Bug 155389
| Summary: | mismatch in kmem_cache_free: expected cache cbf5c980, got ce96be20 | ||
|---|---|---|---|
| Product: | [Fedora] Fedora | Reporter: | Jay Fenlason <fenlason> |
| Component: | kernel | Assignee: | David Miller <davem> |
| Status: | CLOSED RAWHIDE | QA Contact: | Brian Brock <bbrock> |
| Severity: | medium | Docs Contact: | |
| Priority: | medium | ||
| Version: | 4 | CC: | acme, davej, jfeeney, rmk |
| Target Milestone: | --- | ||
| Target Release: | --- | ||
| Hardware: | i386 | ||
| OS: | Linux | ||
| Whiteboard: | |||
| Fixed In Version: | Doc Type: | Bug Fix | |
| Doc Text: | Story Points: | --- | |
| Clone Of: | Environment: | ||
| Last Closed: | 2005-05-10 20:06:40 UTC | Type: | --- |
| Regression: | --- | Mount Type: | --- |
| Documentation: | --- | CRM: | |
| Verified Versions: | Category: | --- | |
| oVirt Team: | --- | RHEL 7.3 requirements from Atomic Host: | |
| Cloudforms Team: | --- | Target Upstream Version: | |
| Embargoed: | |||
| Attachments: | |||
|
Description
Jay Fenlason
2005-04-19 21:04:59 UTC
Created attachment 113377 [details]
Information from serial console on oops.
assigning to davem, as theres networking stack all over those traces, though this could just be a symtom of a bigger problem. Jay, I take it this box passes a memtest run ok ? I ran memtest for a couple of hours on it yesterday. Also, downgrading to a previous kernel (/me has to look up the number) makes the problem go away. 1238 is not the only or first one that exhibits the problem--it's just the one I happend to be running when it crashed last. 1240 also fails. Yeah, it looks like TCP ipv6 sockets are getting freed up into the ipv4 slab cache and then again into the (correct) ipv6 slab cache. I suspect some changes recently by Arnaldo, I'll ask him to look at this. FWIW, kernel-smp-2.6.11-1.1226_FC4 is not affected, but all newer kernels I've tried, including kernel-smp-2.6.11-1.1231_FC4, kernel-smp-2.6.11-1.1236_FC4, kernel-smp-2.6.11-1.1240_FC4, kernel-smp-2.6.11-1.1251_FC4, and 2.6.11-1.1258_FC4smp are. Ok, previously each sock had a pointer to the slab it was allocated from, now the slab pointer is get from sk->sk_prot->slab, so I'm investigating cases where a sock is allocated from the TCPv6 slab and later on the sk->sk_prot pointer is changed to the TCP (v4) struct proto one, which later on will make a sock allocated from the TCPv6 slab be released from the TCPv4 slab, like in the IPV6_ADDRFORM setsockopt (net/ipv6/ipv6_sockglue.c), I'll look at the FC4 amanda sources.
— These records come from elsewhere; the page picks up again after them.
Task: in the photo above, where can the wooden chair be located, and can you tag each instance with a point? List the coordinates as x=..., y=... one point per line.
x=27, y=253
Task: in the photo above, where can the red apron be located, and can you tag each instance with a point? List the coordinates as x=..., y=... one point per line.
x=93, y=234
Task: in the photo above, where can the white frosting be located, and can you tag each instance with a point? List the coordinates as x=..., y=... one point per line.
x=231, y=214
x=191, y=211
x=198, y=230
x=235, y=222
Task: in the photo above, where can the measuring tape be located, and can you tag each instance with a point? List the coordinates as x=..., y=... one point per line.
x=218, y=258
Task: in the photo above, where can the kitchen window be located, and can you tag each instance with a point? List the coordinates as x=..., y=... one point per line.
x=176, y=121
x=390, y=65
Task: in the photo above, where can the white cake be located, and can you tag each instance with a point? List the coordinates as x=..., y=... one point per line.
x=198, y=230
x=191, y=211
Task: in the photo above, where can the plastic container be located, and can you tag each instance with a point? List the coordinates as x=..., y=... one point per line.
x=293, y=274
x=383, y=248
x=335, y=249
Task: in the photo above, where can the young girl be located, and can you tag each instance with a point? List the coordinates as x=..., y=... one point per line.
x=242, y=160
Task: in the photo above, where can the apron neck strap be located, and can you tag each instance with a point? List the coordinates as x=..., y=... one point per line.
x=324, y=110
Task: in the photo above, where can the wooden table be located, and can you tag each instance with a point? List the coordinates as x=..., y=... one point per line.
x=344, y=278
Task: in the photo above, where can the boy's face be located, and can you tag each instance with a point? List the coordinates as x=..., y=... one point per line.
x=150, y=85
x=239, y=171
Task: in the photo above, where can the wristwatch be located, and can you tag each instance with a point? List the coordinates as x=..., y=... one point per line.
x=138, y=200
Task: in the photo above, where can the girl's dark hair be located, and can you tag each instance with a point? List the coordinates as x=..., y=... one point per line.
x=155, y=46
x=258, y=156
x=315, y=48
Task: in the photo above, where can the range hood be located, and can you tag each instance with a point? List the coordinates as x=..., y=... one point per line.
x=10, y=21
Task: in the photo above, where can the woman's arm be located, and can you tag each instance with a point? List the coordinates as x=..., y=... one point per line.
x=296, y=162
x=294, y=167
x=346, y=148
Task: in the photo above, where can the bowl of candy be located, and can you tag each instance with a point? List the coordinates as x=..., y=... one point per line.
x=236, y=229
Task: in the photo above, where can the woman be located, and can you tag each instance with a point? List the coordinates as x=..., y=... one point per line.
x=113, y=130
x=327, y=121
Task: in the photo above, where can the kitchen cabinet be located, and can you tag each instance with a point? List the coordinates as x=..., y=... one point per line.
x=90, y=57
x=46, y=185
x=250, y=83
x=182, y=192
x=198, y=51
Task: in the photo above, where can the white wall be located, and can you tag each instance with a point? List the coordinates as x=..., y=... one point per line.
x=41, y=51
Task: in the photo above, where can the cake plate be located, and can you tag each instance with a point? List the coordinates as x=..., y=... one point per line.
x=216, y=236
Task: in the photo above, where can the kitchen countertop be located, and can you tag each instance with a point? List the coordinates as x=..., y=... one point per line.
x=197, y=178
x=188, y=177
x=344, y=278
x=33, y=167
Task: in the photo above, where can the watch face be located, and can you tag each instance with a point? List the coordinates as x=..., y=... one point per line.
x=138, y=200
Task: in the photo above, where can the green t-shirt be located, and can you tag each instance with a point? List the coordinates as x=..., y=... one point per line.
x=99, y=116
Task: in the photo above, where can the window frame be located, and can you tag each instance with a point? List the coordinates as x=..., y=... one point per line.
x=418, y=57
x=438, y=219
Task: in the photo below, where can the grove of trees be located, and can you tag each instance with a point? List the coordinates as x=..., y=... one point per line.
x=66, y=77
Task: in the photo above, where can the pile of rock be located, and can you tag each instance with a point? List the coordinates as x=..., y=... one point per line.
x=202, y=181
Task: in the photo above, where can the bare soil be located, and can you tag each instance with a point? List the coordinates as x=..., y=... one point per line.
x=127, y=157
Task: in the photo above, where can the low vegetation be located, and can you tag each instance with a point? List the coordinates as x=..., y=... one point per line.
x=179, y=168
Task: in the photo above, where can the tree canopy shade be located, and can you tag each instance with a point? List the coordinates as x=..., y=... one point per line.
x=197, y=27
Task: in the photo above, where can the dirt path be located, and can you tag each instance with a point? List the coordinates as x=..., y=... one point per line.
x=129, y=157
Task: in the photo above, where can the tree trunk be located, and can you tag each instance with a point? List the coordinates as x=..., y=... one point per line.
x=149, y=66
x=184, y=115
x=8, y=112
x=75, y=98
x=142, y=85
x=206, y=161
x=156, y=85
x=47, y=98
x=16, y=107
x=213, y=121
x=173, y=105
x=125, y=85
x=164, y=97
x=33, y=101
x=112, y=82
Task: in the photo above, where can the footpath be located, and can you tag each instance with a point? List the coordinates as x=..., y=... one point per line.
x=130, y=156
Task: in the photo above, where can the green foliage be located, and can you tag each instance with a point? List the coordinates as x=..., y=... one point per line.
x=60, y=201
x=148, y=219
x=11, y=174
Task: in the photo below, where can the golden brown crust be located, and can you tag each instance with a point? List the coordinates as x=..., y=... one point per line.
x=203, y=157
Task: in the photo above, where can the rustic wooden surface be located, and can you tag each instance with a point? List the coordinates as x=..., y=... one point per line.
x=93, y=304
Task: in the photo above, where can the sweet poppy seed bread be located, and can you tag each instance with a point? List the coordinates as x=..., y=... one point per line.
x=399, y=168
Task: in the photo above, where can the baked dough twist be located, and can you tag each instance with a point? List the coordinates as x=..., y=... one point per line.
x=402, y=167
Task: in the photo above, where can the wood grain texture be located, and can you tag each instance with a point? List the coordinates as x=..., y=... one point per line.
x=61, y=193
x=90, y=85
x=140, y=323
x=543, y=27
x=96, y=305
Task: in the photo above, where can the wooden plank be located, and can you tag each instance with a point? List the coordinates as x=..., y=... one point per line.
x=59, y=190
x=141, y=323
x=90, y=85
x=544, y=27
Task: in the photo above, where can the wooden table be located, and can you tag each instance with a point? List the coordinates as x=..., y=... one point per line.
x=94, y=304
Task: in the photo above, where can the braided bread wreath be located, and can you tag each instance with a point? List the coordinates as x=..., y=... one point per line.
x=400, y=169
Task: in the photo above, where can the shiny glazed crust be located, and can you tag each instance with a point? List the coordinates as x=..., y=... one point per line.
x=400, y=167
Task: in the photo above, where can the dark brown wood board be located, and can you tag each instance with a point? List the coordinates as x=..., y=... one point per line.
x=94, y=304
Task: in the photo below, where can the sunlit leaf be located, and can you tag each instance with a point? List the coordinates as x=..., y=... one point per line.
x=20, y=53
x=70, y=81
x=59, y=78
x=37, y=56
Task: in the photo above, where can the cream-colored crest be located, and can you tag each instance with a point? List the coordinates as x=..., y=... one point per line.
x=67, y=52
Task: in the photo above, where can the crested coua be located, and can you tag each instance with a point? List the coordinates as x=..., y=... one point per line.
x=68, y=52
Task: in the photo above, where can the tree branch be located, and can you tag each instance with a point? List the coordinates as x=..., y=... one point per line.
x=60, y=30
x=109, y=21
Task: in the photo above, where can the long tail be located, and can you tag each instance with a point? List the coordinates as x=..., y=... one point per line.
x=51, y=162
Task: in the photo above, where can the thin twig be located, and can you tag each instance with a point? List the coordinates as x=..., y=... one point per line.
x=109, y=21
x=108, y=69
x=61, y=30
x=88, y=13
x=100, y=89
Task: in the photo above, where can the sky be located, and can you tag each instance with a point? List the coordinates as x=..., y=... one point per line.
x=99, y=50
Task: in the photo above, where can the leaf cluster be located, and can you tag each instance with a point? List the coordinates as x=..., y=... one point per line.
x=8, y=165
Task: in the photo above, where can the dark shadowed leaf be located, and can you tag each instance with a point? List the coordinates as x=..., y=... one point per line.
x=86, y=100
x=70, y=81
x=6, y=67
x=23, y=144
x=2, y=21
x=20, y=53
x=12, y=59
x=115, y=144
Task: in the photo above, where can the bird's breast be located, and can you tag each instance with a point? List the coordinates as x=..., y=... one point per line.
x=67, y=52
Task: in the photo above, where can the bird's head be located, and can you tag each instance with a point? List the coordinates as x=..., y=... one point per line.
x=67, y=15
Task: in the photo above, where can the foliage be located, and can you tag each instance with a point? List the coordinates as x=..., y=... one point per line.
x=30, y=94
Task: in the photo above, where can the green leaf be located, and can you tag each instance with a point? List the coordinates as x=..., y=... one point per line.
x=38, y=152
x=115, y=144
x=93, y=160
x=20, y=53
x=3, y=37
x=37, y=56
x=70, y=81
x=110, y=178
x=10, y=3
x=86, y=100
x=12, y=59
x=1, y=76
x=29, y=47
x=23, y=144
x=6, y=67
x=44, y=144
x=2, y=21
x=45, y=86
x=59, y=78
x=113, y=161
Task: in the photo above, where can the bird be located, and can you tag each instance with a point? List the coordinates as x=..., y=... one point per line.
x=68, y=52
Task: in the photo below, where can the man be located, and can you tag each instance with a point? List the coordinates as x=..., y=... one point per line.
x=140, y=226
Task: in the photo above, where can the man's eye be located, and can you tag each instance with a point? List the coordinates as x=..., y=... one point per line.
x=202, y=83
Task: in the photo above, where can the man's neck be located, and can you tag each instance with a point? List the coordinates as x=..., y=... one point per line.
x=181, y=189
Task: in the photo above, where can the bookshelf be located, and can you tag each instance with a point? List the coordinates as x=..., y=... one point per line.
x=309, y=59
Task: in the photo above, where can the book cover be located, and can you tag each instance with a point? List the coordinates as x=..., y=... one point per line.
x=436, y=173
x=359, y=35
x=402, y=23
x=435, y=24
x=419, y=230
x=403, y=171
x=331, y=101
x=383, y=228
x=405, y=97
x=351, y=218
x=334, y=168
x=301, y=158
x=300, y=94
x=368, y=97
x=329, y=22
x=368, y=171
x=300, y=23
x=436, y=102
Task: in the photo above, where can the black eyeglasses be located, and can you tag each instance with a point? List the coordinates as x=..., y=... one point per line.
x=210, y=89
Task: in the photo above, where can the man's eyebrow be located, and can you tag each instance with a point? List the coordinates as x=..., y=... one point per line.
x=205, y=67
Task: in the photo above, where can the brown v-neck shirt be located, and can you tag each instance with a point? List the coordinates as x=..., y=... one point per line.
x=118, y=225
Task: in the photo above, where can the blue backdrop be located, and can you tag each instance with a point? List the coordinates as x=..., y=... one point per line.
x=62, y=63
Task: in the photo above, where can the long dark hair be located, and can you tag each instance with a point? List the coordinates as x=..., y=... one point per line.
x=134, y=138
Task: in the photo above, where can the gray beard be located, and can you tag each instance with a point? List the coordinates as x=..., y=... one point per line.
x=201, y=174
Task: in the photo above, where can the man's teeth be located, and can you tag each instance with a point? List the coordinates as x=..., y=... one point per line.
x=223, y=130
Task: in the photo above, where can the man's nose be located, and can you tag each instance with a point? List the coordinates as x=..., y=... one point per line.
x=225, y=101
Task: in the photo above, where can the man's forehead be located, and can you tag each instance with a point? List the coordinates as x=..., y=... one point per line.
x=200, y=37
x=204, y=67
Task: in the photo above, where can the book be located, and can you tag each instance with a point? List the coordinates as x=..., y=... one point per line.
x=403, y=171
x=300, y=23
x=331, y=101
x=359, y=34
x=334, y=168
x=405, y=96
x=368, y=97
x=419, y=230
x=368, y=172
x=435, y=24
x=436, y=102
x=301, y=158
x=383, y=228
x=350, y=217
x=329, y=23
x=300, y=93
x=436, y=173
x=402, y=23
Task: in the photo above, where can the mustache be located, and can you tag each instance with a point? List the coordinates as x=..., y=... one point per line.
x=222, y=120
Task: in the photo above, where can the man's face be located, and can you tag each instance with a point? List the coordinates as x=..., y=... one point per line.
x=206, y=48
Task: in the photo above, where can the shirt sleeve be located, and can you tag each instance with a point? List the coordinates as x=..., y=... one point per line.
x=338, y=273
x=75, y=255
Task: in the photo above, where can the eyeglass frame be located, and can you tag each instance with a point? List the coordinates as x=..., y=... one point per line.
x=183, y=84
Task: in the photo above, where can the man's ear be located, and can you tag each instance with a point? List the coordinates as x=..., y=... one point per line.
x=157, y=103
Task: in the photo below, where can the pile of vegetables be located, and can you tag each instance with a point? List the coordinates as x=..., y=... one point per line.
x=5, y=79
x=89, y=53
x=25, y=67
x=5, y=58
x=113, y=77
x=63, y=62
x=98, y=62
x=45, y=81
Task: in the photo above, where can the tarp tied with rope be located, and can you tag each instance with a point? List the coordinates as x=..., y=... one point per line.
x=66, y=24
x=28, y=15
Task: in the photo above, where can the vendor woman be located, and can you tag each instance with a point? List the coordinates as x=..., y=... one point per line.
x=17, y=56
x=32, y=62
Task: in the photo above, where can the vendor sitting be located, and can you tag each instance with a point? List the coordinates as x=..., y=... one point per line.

Anyway, solution seems to be to reallocate the sock from the TCPv4 slab, copy its contentes from the old one allocated from the TCPv6 one and free the old one, I'm investigating to see if this is the correct way of fixing this. From code in net/ipv6/ipv6_sockglue.c:
struct tcp_sock *tp = tcp_sk(sk);
local_bh_disable();
sock_prot_dec_use(sk->sk_prot);
sock_prot_inc_use(&tcp_prot);
local_bh_enable();
sk->sk_prot = &tcp_prot;
tp->af_specific = &ipv4_specific;
sk->sk_socket->ops = &inet_stream_ops;
sk->sk_family = PF_INET;
tcp_sync_mss(sk, tp->pmtu_cookie);
I.e. the pre-nuke-sk_slab code already tried to to this, i.e. to decrement
the number of users in the previous family and increment in the new family,
so I'll cook up a sk_reparent(struct sock *sk, int new_family, struct proto
*new_prot) function to do all the steps needed for the sock to move from one
family to the other, part of it is above, but the "slab_move" operation is not
done, I'm quite confident that this will fix the bug and provide a new
core function to be used in similar cases with other internet v4/v6 (or other
families, in the future maybe) to use.
Created attachment 113614 [details]
setsockopt IPV6_ADDRFORM first stab at doing proper slab move
This is still not the final patch, I think, what if the sock is linked to some
list?
Can somebody please test with this patch? As I said it may well not be the final patch, but having the test case tested with it can provide some clues. I've built a kernel with the attached patch, and I'm running it on fenlason-rhide. We'll see if it survives overnight. Created attachment 113666 [details]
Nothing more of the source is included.